Among them there are
:
-
scripts for creating proper HDF5 training data of the MNIST database of handwritten digits and for training a simple neural network on it (
create_mnist.py
, mnist_pi.py
),
-
examples for setting up data and training a convolutional neural network (CNN) on the CIFAR-10 dataset of pictures (
create_cifa10.py
, cifar10_cnn.py
),
-
as well as example scripts for setting up training data and creating a LSTM (Long short-term memory) recurrent neural network (RNN) on test data used in the Hutter Prize competition (
create_hutter.py
, hutter_lstm.py
).
-
And there's also another example script for creating training data of the CIFAR-100 dataset (
create_cifar100.py
).
The current documentation in
/usr/share/doc/python3-brainstorm/html/
isn't complete yet (several chapters are under construction), but there's a walkthrough on the CIFAR-10 example.
The MNIST example has been extended by Github user
pinae, and has been explained in German C't recently
.
What are the perspectives for further development?

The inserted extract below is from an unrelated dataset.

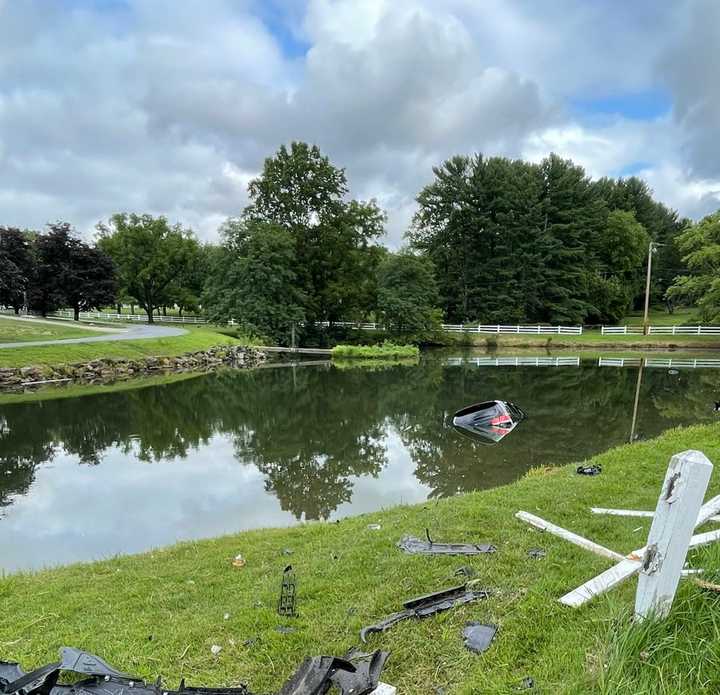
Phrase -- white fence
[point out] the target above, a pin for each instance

Like Zhou Mo confirmed, there are a couple of deep learning frameworks around having a rather poor outlook since there have been abandoned after being completed as PhD projects.
There's really no point for thriving to have them all in Debian, like the
ITP of Minerva has been given up partly for this reason, there weren't any commits since 08/2015 (and because cuDNN isn't available and most likely won't).

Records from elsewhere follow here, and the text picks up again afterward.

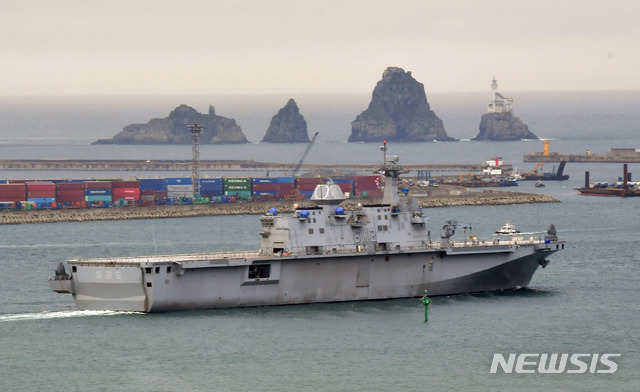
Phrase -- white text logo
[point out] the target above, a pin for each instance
(554, 363)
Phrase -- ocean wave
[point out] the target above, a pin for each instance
(48, 315)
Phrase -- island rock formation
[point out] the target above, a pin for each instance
(499, 123)
(174, 129)
(503, 127)
(288, 126)
(398, 111)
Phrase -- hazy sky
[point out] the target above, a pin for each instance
(314, 46)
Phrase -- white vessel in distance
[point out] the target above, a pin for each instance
(507, 229)
(320, 254)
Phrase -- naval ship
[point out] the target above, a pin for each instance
(325, 253)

Brainstorm, 0.5 have been released 05/2015, also was a PhD project as IDSIA.
It's stated on Github that the project is "under active development", but the rather sparse
project page on the other side expresses the "hope the community will help us to further improve Brainstorm".

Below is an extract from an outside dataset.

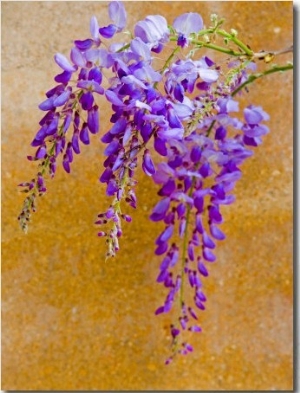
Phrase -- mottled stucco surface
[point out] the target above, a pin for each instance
(70, 321)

This sentence much often implies that the developers are not actively working on the project.
But there are recent commits and it looks that upstream is active and could be reached when there are problems, and that the project is active.
So I don't think we're riding a dead horse, here.
The downside for Brainstorm in Debian is, it seems that the libraries which are needed for GPU accelerated processing can't be fully provided.
Pycuda is available, but
scikit-cuda (an additional library which provides wrappers for CUDA features like CUBLAS, CUFFT and CUSOLVER) is not and won't be, because the
CULA Dense Toolkit (scikit-cuda also contains wrappers for also that) is not available freely as source.
Because of that, a dependency against pycuda, not even as Suggests (it's non-free), has been spared.
Without GPU acceleration, Brainstorm computes the matrices on openBLAS using a Cython wrapper on the
NumpyHandler
, and the
PyCudaHandler
couldn't be used.
openBLAS makes pretty good use of the available hardware (it distributes over all available CPU cores), but it's not yet possible to run Brainstorm full throttle using available floating point devices to reduce training times, which becomes crucial when the projects are getting bigger.
Brainstorm belongs to the number of deep learning frameworks already being or becoming available in Debian.
Currently there is:
-
Caffe for image recognition resp. classification is just around the corner (#823140).
-
Theano is currently in experimental, and will be ready together with libgpuarray (OpenCL based GPU accelerated processing) and Keras (abstraction layer) for Stretch.
It could already run on NVIDIA graphics card via CUDA (limited to amd64 and ppc64el, though).
-
Lasagne, another abstraction layer for Theano is RFP (#818641).
-
Google's Tensorflow, the free successor of Dist-Belief, is currently on ITP (#804612).
It's waiting for Google's build system Bazel to become available.
-
Torch is also ITP (#794634).
It's blocked by a wishlist bug on dh-lua to get closed.
-
Amazon's own machine learning workhorse dsstne ("destiny") is now also put under a free license and also will becoming available (#824692) in the near future for Debian (contrib).
It's not yet for image recognition applications, though (lacks CNN).
-
Mxnet is RFP (#808235).
I've checked over Microsoft's CNTK, but although it's also set free recently I have my doubts if that could be included.
Apparently there are dependencies against non-free software and most likely other issues.
So much for a little update on the state of deep learning in Debian, please excuse if my radar misses something.